This town map will serve as an interactive, standards-based bulletin board created by the students featuring an assimilation of many different standards and skills. These standards and skills will be taught through an interdisciplinary unit that addresses academic content standards in Math, Social Studies, and English/Language Arts.

Why is it named Fruehtown?
Under any other circumstance, I would have allowed my students to create their own name for the town. But I happen to be getting married at the end of the month, and my new last name will be Frueh. Seeing as how I'm pretty pumped about it, I decided to name the town after my future last name. 


How do you pronounce Fruehtown?
Free-town.

I know. Someone should have taught his ancestors the phonetic rules for vowel digraphs. But that is neither here nor there. ;-)

Inspiration for this Unit:

This unit was inspired by two things.
1) My students' love for maps. 
2.) My serious disdain for making bulletin boards. Especially the ones in the hallway.

I'm fairly certain that loving bulletin boards is supposed to be a prerequisite for entrance into elementary education program in college, but I seem to have slipped past the sensors. While I'm certainly not devaluing the importance of bulletin boards, I find it to be an aspect of teaching that does not excite me. Especially when they are in the hallway where we do not spend the majority of our school day.

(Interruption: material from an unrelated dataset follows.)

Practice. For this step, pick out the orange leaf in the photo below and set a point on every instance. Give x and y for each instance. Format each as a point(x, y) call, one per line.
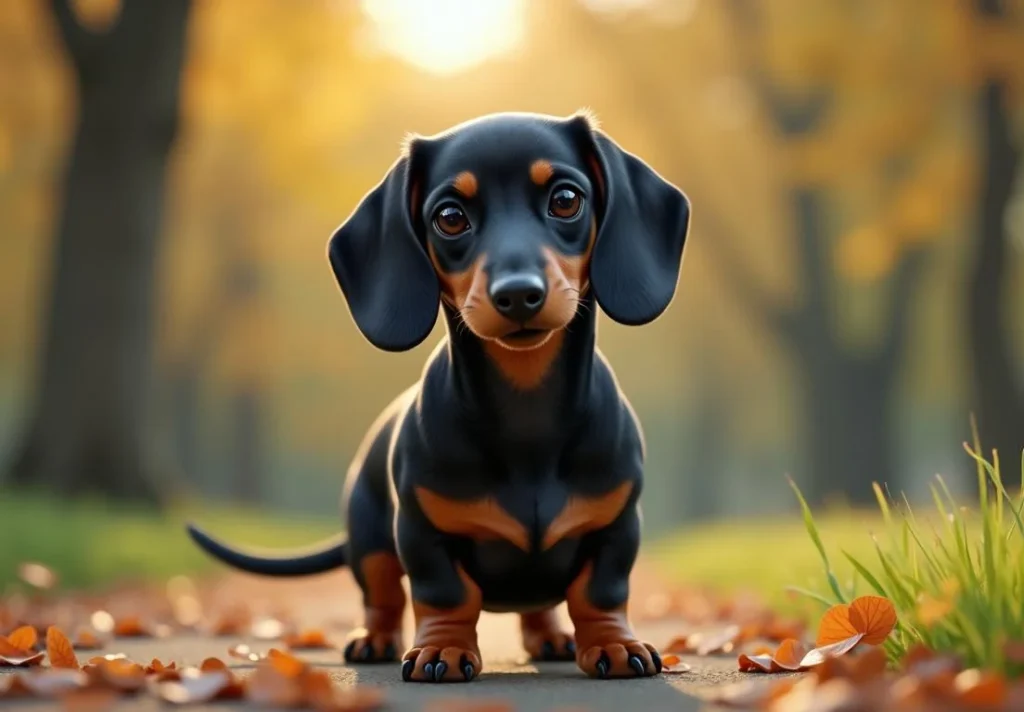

I realize that building an entire interdisciplinary unit around my bulletin board probably seems like a contradiction. Aside from the fact that it will be a great learning tool, here's my additional motivation.  I put it up in March. The students will continue to build upon and learn from it through April and May. That's right, folks. I do not have to think of another idea for a standards-based bulletin board until next school year!

I love how this bulletin board is designed to have a maximum impact on student learning while requiring minimal effort from me to complete the board. The students designed it. They will build every part of it. And they will use it as a learning tool in multiple subject areas.